The Licensing Judge also sought to make something of the fact that the owner of two licensed premises had not objected. He said:
“One last observation. If these objectors feel themselves right in saying something like saturation point is here, too many Irish pubs and so on, how strange it is that P J O’Brien’s and the Elephant & Wheelbarrow are not objectors. For the reason, I suspect, that they realise the demand is such that this venture can only add to the atmosphere of Rundle Street and will not affect their own businesses.”

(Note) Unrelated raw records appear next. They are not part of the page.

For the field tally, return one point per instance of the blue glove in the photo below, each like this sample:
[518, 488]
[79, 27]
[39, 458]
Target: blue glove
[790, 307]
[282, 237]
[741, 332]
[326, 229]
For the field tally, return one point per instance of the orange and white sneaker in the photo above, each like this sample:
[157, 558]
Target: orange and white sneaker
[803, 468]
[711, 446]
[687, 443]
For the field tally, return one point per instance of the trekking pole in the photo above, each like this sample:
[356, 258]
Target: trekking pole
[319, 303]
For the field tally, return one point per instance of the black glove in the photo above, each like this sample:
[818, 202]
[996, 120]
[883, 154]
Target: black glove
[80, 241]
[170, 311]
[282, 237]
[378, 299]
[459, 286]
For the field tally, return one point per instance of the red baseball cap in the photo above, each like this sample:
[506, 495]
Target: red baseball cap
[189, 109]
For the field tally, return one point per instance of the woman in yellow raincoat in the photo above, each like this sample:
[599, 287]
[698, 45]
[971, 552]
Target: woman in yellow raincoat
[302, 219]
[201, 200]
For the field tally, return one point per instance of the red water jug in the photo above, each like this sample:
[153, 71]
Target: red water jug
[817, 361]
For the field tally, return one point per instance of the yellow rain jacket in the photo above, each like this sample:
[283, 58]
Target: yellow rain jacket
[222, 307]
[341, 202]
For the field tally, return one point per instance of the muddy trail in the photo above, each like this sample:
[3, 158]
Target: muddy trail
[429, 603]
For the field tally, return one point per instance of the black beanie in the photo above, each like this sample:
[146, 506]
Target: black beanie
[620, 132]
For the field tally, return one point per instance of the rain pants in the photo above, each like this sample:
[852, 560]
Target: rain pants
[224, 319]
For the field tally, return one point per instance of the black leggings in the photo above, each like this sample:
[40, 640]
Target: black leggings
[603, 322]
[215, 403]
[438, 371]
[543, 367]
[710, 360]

There is no evidence on which the Judge could reach the conclusion that those two outlets did not believe the new venture would affect their own businesses. There might be any number of reasons why a licensee chooses not to object. More importantly, the Judge has again failed to identify the true question he had to determine. The fact that two licensees did not object entirely misses the point. Whether or not they object, regard has to be had to their licensed premises when determining whether there is a need for the licence.
The Judge also sought to gain some support for his decision from para (e) in s3 of the Act which states the objectives of the Act. Para (e) states that it is the objective of the Act “to encourage a competitive market for the supply of liquor”. It does not avail in this case. First, as already mentioned, all of the objectives must be considered. Secondly, there was nothing to show any lack of competition in this case. The plethora of licensed premises points to the contrary.

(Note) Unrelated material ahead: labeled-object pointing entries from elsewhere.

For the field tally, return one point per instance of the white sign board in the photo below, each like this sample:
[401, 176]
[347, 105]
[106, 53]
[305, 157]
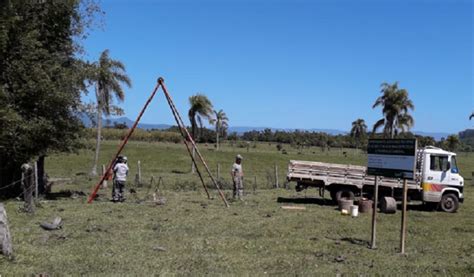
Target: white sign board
[395, 158]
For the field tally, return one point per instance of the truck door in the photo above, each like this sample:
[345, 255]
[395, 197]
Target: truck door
[437, 177]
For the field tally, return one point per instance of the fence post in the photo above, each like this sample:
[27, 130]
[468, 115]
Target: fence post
[5, 237]
[277, 185]
[254, 183]
[139, 173]
[28, 187]
[104, 184]
[36, 180]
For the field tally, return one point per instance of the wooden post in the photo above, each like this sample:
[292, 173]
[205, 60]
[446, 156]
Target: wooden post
[36, 180]
[28, 187]
[5, 238]
[374, 214]
[104, 184]
[404, 217]
[139, 173]
[277, 185]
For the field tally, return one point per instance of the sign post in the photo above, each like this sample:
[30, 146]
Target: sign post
[393, 158]
[374, 214]
[404, 218]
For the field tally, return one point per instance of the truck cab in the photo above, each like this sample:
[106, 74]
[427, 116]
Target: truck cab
[441, 181]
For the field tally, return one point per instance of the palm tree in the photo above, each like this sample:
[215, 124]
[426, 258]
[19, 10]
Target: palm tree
[221, 123]
[395, 106]
[452, 142]
[359, 130]
[200, 107]
[109, 76]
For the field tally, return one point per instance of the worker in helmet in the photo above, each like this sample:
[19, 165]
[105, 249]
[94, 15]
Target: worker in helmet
[237, 178]
[120, 178]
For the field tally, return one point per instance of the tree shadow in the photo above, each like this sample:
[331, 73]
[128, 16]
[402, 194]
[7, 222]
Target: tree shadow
[64, 194]
[306, 200]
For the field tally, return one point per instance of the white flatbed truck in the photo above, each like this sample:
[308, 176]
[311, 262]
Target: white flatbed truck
[437, 183]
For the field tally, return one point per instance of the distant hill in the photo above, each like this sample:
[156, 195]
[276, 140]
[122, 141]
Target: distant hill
[239, 129]
[242, 129]
[467, 137]
[109, 122]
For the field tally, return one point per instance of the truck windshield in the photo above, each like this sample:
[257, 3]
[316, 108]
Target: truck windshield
[454, 166]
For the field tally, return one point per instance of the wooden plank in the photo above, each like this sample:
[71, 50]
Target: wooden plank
[293, 208]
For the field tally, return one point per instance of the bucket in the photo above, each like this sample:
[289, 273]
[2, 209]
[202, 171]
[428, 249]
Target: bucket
[345, 204]
[365, 205]
[354, 210]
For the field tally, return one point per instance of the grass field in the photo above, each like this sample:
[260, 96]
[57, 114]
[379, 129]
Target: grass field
[191, 235]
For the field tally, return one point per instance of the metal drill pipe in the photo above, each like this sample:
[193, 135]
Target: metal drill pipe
[122, 145]
[161, 81]
[180, 126]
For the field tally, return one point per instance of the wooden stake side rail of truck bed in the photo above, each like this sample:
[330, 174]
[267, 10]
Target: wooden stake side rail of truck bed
[307, 172]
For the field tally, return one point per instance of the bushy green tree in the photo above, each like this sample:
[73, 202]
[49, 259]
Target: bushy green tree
[41, 79]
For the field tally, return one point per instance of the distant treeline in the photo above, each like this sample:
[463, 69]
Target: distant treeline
[295, 138]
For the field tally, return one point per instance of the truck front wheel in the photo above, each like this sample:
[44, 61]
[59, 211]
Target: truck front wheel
[449, 203]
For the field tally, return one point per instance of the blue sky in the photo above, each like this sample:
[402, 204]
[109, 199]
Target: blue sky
[295, 64]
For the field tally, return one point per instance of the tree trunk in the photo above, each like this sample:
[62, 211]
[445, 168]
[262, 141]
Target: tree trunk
[28, 187]
[99, 131]
[42, 180]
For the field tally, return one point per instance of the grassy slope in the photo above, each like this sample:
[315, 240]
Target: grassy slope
[251, 237]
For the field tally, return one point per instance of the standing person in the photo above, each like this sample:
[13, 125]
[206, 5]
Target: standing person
[238, 177]
[120, 178]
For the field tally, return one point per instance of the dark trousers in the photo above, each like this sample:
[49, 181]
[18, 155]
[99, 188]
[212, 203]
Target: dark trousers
[118, 193]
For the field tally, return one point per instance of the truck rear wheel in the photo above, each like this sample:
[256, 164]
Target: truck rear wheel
[449, 203]
[344, 194]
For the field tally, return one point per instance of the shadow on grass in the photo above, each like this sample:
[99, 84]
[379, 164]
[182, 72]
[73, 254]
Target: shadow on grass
[64, 194]
[306, 200]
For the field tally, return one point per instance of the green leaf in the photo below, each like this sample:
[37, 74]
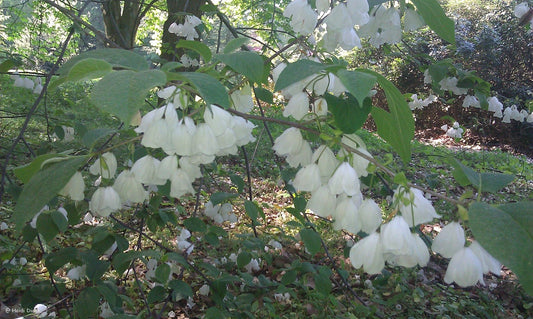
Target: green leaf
[122, 93]
[264, 95]
[195, 224]
[42, 187]
[211, 90]
[88, 69]
[357, 83]
[249, 64]
[311, 240]
[397, 127]
[157, 294]
[436, 19]
[180, 289]
[214, 313]
[91, 137]
[58, 259]
[484, 182]
[220, 197]
[86, 305]
[96, 269]
[243, 259]
[25, 172]
[297, 71]
[493, 182]
[506, 232]
[322, 282]
[170, 66]
[59, 220]
[197, 46]
[46, 226]
[162, 273]
[348, 115]
[235, 44]
[118, 58]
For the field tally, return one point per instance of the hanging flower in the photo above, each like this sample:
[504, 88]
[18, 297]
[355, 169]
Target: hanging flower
[105, 200]
[450, 240]
[368, 253]
[464, 269]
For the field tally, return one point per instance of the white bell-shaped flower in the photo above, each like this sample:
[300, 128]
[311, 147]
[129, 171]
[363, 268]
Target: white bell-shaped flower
[180, 184]
[370, 216]
[192, 170]
[242, 99]
[298, 106]
[396, 237]
[74, 188]
[326, 160]
[307, 179]
[322, 202]
[145, 169]
[415, 208]
[302, 158]
[303, 17]
[129, 188]
[105, 166]
[167, 167]
[104, 201]
[488, 263]
[450, 240]
[368, 253]
[77, 273]
[289, 142]
[346, 216]
[358, 10]
[464, 269]
[344, 180]
[471, 100]
[181, 138]
[320, 107]
[204, 140]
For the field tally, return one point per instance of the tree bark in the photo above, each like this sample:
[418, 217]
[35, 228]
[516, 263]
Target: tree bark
[177, 9]
[122, 22]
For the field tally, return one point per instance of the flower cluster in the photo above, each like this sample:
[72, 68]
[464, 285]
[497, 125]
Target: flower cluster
[220, 213]
[454, 131]
[187, 29]
[347, 21]
[34, 85]
[187, 142]
[467, 264]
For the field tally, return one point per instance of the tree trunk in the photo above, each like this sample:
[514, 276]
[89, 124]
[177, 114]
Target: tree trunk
[122, 23]
[176, 10]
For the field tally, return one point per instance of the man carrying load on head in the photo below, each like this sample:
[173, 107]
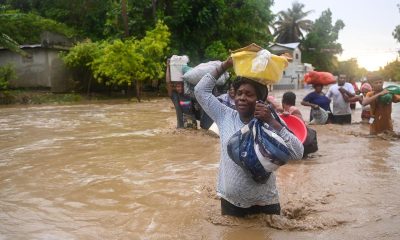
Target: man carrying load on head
[341, 94]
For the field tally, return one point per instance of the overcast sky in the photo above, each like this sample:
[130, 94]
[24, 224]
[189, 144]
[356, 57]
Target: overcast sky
[367, 35]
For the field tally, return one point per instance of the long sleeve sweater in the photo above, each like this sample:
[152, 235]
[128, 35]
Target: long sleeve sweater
[234, 184]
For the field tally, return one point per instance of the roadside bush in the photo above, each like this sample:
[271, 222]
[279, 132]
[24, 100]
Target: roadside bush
[7, 73]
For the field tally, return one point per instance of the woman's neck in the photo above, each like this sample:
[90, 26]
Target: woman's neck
[246, 119]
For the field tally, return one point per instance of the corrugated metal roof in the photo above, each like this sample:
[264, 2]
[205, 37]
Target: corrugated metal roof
[287, 45]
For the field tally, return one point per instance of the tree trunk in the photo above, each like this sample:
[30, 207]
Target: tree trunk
[89, 86]
[154, 5]
[125, 17]
[138, 90]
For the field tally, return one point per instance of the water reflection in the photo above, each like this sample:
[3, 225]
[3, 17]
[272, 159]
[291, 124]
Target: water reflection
[122, 171]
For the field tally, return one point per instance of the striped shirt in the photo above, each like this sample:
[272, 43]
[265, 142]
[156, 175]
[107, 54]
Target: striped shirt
[234, 184]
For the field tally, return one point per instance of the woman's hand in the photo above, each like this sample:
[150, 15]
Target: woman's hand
[383, 92]
[262, 112]
[315, 106]
[227, 64]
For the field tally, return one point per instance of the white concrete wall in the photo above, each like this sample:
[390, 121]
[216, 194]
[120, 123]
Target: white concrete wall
[43, 70]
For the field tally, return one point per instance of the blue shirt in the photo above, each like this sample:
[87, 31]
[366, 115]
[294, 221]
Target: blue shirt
[234, 184]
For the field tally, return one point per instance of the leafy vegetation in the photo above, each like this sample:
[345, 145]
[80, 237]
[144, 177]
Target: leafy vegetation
[320, 45]
[7, 73]
[291, 24]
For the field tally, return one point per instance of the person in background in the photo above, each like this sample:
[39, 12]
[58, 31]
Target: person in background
[356, 91]
[317, 99]
[184, 107]
[365, 113]
[381, 119]
[228, 98]
[340, 93]
[240, 194]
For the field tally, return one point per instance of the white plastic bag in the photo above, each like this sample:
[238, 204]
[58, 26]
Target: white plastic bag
[260, 62]
[320, 116]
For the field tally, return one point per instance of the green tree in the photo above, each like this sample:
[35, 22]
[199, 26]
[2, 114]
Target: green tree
[291, 24]
[396, 32]
[351, 69]
[245, 22]
[80, 58]
[320, 45]
[7, 73]
[392, 71]
[216, 51]
[133, 61]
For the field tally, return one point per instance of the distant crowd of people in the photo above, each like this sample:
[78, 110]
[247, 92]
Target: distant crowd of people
[246, 179]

I repeat that all due weight must be given to the fact that this is an appeal from a specialist tribunal which is invested with a very wide discretion. Similarly, because it does not have the day to day experience of a Licensing Court judge, this court will, as a general rule, be loathe to determine the question whether an applicant has demonstrated the need for licensed premises. However, because the case presented by the applicants on the question of need was very thin and was presented on such a limited basis, it is possible for this court to determine the issue. There is no evidence of the need for the range of facilities provided by an hotel. The case presented simply did not establish the need for an hotel licence, particularly when regard is had to the very substantial number of existing licensed outlets in the area and the large number of hotels in the locality, two of which provide the same kind of atmosphere to that which the applicants seek to provide. In my view, the proper course is not to remit the matter to the Licensing Court.
For these reasons, I would make the following orders:
Appeal allowed.
Set aside the grant of the certificate made on 27 August 1998 pursuant to s59 of the Liquor Licensing Act 1997.